It was a slope he knew to avoid, but one his adventurous spirit wouldn’t let him.
“What I love about snow skiing is you’re in complete control of your destiny,” said 74-year-old Marcus Everett. “I got hooked on the speed.”
He was halfway down the mountain in Breckinridge, Colorado, in 2008, a location he’d frequented with cousins since the early 1990s, but an unexpected snowstorm had caused limited visibility on the slopes. Suddenly, a yellow ribbon appeared in front him, warning Everett of the point of no return.
“I turned quickly, hit an ice patch, did two 360s in the air and came down on the side of my right ski boot,” said Everett.
Everett, of Hot Springs Village, passed off his injury as a minor one, a sprain. In reality, he smashed leg bones into his ankle and damaged the joint.
The space between his two leg bones — the tibia and fibula — and his ankle was gone. It created a bone-on-bone rubbing in his lower right leg.
Yet, he marched on, continuing his normal activities. Everett had cultivated an innate connection with running, biking, swimming and skiing. The activities helped the former college basketball player, then in his late 40s and early 50s, return to a healthier, fitter version of himself.
As he got older, when most are slowing down, Everett was just getting started.
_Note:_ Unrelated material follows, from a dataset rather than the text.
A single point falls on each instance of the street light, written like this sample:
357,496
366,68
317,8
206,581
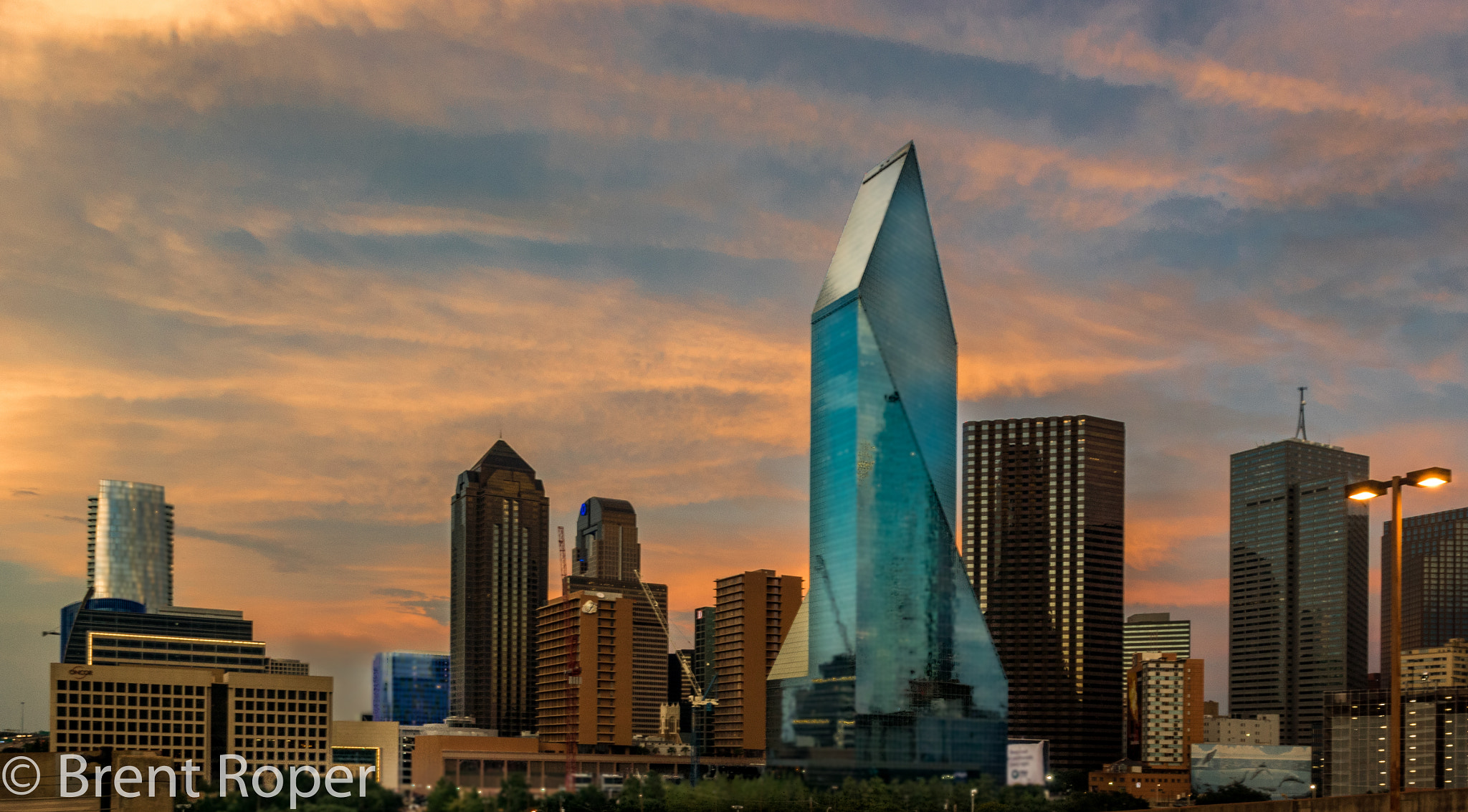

He completed a couple marathons and triathlons, along with countless 5ks and 10ks.
In 2013, five years after his initial injury, the arthritic pain in his right foot began to nag him more than ever. His physician referred him “to the best,” as Everett recalls it, Ruth Thomas, M.D., UAMS foot and ankle surgeon and professor in the UAMS College of Medicine’s Department of Orthopaedic Surgery.
It surprised Thomas to learn of Everett’s exploits after looking at his ankle.
“She told me when I was done jogging, running marathons and snow skiing, to call her,” said Everett.
Over the next year, a series of epiphanies let him know it was time.
Everett ran his last 5k in 2013 in Hot Springs, the pain was more than he’d ever experienced. The next year, on another slope in Breckinridge, he had trouble controlling his skis and wrecked.
“I knew it was over,” said Everett. “I got up, put my skis on my shoulder and started walking.”
Befuddled, his cousin asked where he was going; Everett was matter-of-fact.
“I’m going to walk to the bottom of the mountain, catch the bus back to the condo and call Dr. Thomas and tell her I’ve just retired from snow skiing and to put me on the calendar,” Everett recalled.
In September of that year, Thomas performed a total ankle replacement on Everett.
“Mr. Everett was a great candidate for a replacement because he was active, motivated and had good motion in his ankle prior to the procedure,” said Thomas. “The total replacement allows him to keep his motion and return to normal activities without pain.”
Three years removed from the procedure, Everett has no signs of trouble or pain. He’s forbidden from running, playing basketball or any other activities of the like that put significant strain on the ankle, but he’s free to walk, ride a bike and even ski, said Thomas.
Everett has found fulfillment for his need to be active in kayaking, lifting weights and bike riding, and he’s thrilled with the results of his procedure under Thomas’s direction.
“I’ve had very little pain and virtually no problems,” said Everett. “I’m extremely happy with the results.”
However, Everett says he won’t be schussing down any Colorado slopes anytime soon at the behest of his wife, Bunny.
“Dr. Thomas told me as long as I glide down the mountain, I’d have no problem,” Everett said, smiling while pointing to Bunny. “She knows I’m not going to glide.”